EAを検討するとき、成績の数字だけを見ると判断を誤りやすくなります。ここでは、確認しておきたい項目を7つに整理します。
特定のEAを推奨するものではありません。判断のための観点として参考にしてください。
1. どのようなロジックで売買するか
トレンド追随型、レンジ型、ナンピン型など、設計によってリスクの出方が変わります。細かいパラメーターまで開示される必要はありませんが、どういう考え方で売買するのかが説明されているかは確認したい点です。
2. 損切りの仕組みがあるか
損切り注文を置く設計か、それとも戻りを待つ設計かで、損失の出方が大きく変わります。戻りを待つ設計は勝率が高く見えますが、損失が一度に大きくなりやすい特徴があります。
3. 同時に保有するポジション数の上限
複数のポジションを積み上げる設計の場合、必要証拠金が増え、証拠金維持率は下がります。最大でいくつまで保有するのかを確認します。
4. 想定される最大ドローダウン
利益の合計だけでなく、資産が最も落ち込んだ幅を確認します。同じ最終結果でも、途中で50%下落した運用と10%にとどまった運用では、続けられるかどうかが変わります。
見るのは勝率ではなく損失の大きさ
勝率が高くても、1回の損失が大きい設計では資金全体が減ることがあります。
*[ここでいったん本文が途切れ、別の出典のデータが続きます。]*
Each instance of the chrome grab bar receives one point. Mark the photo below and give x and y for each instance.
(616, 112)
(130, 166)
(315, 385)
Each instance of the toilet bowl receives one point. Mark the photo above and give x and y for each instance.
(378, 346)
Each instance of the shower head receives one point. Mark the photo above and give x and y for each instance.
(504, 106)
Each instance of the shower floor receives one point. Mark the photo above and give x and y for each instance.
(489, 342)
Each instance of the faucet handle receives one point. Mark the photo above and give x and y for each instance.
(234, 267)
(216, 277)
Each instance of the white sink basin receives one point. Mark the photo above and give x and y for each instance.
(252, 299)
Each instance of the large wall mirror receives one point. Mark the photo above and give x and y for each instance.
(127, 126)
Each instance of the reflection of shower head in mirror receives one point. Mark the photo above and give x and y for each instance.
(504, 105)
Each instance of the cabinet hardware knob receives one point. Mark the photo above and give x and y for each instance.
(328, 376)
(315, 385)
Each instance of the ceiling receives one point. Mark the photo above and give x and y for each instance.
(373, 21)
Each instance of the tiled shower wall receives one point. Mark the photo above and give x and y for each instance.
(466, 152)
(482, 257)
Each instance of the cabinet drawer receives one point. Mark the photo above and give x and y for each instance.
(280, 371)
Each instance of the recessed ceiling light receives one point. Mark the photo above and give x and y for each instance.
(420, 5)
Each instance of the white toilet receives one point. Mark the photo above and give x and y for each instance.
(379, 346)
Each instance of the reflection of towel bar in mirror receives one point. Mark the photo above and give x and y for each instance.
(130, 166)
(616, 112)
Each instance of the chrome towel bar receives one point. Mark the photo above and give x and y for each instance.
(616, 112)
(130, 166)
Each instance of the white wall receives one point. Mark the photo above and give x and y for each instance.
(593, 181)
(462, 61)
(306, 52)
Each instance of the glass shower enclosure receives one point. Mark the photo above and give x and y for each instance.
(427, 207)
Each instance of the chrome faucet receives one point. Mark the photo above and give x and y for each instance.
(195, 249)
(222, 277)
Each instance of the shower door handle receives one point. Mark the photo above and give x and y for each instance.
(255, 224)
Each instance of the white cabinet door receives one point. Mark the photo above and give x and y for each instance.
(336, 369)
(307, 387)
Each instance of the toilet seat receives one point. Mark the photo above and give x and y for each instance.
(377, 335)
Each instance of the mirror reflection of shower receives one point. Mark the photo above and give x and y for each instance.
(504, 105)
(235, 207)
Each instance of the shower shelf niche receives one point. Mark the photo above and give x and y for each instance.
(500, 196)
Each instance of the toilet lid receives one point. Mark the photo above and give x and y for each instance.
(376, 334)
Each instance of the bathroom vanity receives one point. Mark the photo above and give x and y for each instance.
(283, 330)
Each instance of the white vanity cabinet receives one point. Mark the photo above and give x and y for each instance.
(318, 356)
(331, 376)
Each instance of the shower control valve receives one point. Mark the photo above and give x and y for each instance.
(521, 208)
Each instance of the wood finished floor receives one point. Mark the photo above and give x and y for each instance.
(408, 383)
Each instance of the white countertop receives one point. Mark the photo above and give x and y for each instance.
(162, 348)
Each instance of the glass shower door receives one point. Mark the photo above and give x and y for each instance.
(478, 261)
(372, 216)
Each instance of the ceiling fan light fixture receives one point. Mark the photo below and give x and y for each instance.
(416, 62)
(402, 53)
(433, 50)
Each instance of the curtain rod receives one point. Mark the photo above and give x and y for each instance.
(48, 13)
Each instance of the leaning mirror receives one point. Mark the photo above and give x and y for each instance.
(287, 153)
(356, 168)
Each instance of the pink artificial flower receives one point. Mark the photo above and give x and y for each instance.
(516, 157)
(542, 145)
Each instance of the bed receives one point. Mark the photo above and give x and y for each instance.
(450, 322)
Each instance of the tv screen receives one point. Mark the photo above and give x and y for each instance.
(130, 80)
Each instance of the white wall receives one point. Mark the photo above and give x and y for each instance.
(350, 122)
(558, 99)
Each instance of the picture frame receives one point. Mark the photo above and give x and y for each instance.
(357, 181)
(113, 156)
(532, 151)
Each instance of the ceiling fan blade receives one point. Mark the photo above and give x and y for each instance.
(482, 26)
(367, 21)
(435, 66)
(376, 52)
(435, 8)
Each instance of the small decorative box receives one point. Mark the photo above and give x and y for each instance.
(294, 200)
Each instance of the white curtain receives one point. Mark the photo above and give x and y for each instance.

詳しくは勝率だけでEAを選んではいけない理由をご覧ください。
5. 検証結果の種類と条件
| 確認すること | 見るポイント |
|---|---|
| 検証の種類 | バックテストか、フォワードか、実運用か |
| 検証期間 | いつからいつまでか |
| 通貨ペア・時間足 | どの条件での結果か |
| スプレッド設定 | 実際の取引条件と近いか |
| 取引回数 | 偶然に左右されない程度あるか |
6. 必要な資金と稼働環境
推奨される初期資金、対応するプラットフォーム、VPSの要否を確認します。手元の資金に対して初期ロットが大きすぎないかも確認したい点です。
7. サポートと更新の体制
不具合が起きたときの問い合わせ先、プラットフォーム更新への対応方針を確認します。
説明がないこと自体が情報になる
上の項目のうち、損切りの有無や最大ドローダウンが示されていない場合、その点を確認してから判断してください。
まとめ
EA選びでは、利益の数字よりも「どういう条件で、どこまで下がりうるのか」を確認することが大切です。判断材料が揃わない場合は、揃うまで保留するという選択もあります。